Keep Strategy in Sync
Keep Strategy in Sync
What is your complementary technology investment strategy for next year? Technology investments that are not in accord with business goals are doomed to failure. The converse is true as well. Setting business goals without considering what technology investments are needed to support those goals will also leave you with your wheels spinning as competitors move ahead.
According to Erik Brynjolfsson, director of the Center for eBusiness at the Massachusetts Institute of Technology, for every $1 in IT capital investments, companies spend on average $9 to $10 on the intangible technological and organizational assets to accompany that capital spending. However, capital assets are much easier to measure (you know what you spend for a desktop computer or a server), while the intangibles of restructuring a business process, training or time lost in technological transformation are much more difficult to assess. Getting a handle on those intangibles may spell the difference between success and failure in your IT projects next year.

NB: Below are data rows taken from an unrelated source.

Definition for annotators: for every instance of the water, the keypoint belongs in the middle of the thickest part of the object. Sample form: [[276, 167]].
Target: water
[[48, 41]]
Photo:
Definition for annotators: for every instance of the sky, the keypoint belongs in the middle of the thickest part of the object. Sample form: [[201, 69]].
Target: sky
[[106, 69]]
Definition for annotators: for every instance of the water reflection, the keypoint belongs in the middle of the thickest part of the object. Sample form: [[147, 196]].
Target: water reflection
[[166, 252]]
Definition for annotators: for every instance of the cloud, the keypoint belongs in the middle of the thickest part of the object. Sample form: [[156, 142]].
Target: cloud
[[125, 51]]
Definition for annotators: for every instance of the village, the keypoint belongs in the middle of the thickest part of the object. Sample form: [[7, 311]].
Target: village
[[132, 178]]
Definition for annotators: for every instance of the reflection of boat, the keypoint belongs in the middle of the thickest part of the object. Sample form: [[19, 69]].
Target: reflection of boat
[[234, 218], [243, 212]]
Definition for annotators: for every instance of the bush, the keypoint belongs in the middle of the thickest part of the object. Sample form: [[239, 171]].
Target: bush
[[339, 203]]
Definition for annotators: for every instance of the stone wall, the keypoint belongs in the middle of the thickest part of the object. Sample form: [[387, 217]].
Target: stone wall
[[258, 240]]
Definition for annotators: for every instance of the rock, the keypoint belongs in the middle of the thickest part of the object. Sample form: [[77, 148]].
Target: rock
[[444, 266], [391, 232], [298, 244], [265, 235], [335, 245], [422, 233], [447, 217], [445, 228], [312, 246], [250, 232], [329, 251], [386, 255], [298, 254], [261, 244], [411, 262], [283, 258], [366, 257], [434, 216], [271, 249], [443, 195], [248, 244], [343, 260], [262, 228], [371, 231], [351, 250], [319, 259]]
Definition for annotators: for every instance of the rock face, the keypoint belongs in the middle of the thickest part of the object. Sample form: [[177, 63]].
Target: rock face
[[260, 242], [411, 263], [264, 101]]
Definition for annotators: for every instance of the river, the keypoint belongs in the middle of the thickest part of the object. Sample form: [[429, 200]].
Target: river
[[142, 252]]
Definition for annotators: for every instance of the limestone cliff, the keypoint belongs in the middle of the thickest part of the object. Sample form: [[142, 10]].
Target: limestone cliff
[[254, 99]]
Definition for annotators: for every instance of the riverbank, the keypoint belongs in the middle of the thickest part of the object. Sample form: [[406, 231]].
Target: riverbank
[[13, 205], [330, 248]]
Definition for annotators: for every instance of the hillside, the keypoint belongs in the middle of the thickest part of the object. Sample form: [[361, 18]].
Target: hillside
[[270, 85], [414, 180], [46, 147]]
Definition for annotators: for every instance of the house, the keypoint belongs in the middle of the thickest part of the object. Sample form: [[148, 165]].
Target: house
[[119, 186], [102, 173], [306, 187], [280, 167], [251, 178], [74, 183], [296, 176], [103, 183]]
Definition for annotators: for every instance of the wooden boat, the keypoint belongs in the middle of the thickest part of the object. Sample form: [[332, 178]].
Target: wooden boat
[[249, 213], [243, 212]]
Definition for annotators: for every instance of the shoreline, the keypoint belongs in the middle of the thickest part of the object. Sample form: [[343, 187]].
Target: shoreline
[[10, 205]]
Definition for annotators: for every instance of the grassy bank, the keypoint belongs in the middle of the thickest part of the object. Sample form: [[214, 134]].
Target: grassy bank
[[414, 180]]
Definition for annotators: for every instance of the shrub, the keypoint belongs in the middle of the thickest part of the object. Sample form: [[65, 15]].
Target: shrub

Thinking of forsaking old paper-based travel-and-expense reports in favor of digital ones? Rather than fixating on which of the many digital systems is best for your company, spend time (maybe five to 10 times the amount you spend on product selection) figuring out what the change will mean for your company in terms of organization and business process.
Thinking of making a really big change, such as moving all your business processes to a portal to provide a real-time view of how your business is performing? Make sure you spend plenty of energy planning for the business process associated with the change as well as the particular portal product you will select.
Brynjolfsson was speaking about the process of business transformation and the matrix of change during a recent breakfast I attended, hosted by MITs Center for eBusiness. The timing seemed appropriate as research organizations such as Meta Group have started issuing their spending forecasts for next year.
Meta forecasts IT spending will increase by 1 percent to a growth rate of 4 percent. I think that modest growth forecast means three things for IT. First, you must make sure your projects are successful. Second, the best place to find technology investment money will be in further controlling your system maintenance and administration costs. And third, outsourcing will be an increasing competitor to your internal operations.
Next Page: Anticipate All the Changes
Anticipate All the Changes
The benefit of building a digital business is continued growth in productivity, Brynjolfsson contends. The proper use of technology can provide a means to "leverage existing assets," he said. However, before you throw technology at the problem, you have to examine how that technology will change your business process, all the way from process flow to the way you talk about your business operations.
One conversation at the breakfast emphasized for me the shift in vocabulary needed in changing a business process. In a discussion of application development at one attendees company, the attendee said that, in the past, the application business could be described as silos of applications, each application built from scratch; rewards were developed for the application creator, and each solution was unique. In the new environment, applications are built on a shared platform using a component-based architecture; rewards go to application integrators, and solutions are model-driven and designed to be shared.
Too often, IT projects diverge at the point where technologists and business executives meet, with the two sides finding themselves speaking different languages. The greatest need is to prevent that divergence by making sure that technology capital investments are made on projects that will accommodate a change in business processes.
Without a complementary process, you are risking not only that capital investment but also the substantially larger intangible investment tied to the project. And next year, just as this year, you dont want those limited investment dollars headed toward failed projects.